If there is anything that would set this film apart from The Longest Day, it would be the nature of the battle scenes. While the overhead, far-away shots of the D-Day beach scenes are hard to top, what A Bridge Too Far lacks in scope it makes up for in gore and realism, which is something that would not have been possible for the former of these films, because of stricter censorship in the 1960’s. For a PG rated movie, this has quite a bit of blood and language, but it is not gratuitous like war movies made today. As I said earlier, these two films should be viewed as companions, because they are both very historically accurate (many of the small scenes, such as Caan’s incident in the hospital tent were real as well) and loaded with stories that you would never read about in history books. Besides that, without the success of D-Day, Operation Market Garden probably would have never happened.
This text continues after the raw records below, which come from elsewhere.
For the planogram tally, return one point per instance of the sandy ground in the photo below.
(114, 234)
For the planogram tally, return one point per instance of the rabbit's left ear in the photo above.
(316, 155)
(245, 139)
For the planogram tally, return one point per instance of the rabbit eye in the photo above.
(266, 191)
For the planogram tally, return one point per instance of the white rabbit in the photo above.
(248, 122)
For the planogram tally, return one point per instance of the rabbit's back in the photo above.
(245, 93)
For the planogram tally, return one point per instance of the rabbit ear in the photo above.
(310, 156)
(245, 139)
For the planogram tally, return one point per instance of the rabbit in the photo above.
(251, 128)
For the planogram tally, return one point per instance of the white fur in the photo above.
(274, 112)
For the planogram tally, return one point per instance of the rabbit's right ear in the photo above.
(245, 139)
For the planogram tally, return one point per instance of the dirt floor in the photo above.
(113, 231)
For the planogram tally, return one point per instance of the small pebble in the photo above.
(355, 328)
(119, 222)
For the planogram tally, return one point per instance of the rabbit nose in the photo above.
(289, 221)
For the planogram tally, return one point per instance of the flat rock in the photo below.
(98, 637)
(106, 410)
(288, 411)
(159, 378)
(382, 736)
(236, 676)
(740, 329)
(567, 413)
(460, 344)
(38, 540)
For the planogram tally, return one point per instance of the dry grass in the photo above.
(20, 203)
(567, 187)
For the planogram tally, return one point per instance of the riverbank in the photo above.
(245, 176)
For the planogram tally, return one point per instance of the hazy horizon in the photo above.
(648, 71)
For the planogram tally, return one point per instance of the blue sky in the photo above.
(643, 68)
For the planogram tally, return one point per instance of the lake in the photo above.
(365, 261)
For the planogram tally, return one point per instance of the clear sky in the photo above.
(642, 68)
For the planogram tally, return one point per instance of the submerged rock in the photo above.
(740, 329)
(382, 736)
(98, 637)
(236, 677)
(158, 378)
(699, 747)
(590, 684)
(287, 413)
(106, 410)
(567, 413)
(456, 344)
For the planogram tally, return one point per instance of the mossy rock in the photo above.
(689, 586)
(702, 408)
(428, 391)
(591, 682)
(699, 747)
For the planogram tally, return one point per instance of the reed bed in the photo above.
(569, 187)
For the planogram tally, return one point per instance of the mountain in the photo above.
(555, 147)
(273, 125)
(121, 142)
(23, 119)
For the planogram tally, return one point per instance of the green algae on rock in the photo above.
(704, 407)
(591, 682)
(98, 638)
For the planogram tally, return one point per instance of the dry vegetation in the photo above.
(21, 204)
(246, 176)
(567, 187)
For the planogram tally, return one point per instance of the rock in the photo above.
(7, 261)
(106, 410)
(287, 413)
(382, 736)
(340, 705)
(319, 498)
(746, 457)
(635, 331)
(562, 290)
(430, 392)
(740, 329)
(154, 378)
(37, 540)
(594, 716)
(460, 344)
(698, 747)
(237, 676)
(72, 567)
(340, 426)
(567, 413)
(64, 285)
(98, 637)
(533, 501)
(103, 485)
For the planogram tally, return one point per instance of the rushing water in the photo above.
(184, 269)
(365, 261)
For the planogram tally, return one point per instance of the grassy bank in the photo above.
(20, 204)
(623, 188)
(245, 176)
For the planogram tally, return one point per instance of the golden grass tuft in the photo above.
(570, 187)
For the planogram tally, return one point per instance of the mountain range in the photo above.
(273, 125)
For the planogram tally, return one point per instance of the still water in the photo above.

Despite its flaws in casting and the very poor quality of the DVD (Blu-Ray is supposedly a lot better, and some reviews said that it was not even thought possible to have seen the film quality rescued in the way it was), I will give this an 8 out of 10, because of the interesting plot, constant switching from military tactics to actual fighting, and giving both sides ample time (with characters speaking their own respective language with subtitles, something I most definitely look for in a film like this) to explain their rationale for fighting, really gives insight into why the outcome of this operation ended the way it did. Just look at the cast and running time, and yes, this becomes one of those films that could probably never be made today, and thankfully, it does not have to be. A Bridge Too Far will be able to hold its own for many years to come, just as it has for the past thirty-plus.

2 Comments Add yours

  1. Chris Evans says:

    Nice review of one of my favorite films.

    You would also enjoy from around the same time Sam Peckinpah’s ‘Cross of Iron’. A great Eastern Front war movie with James Coburn, Maximillian Schell, James Mason, and David Warner among others.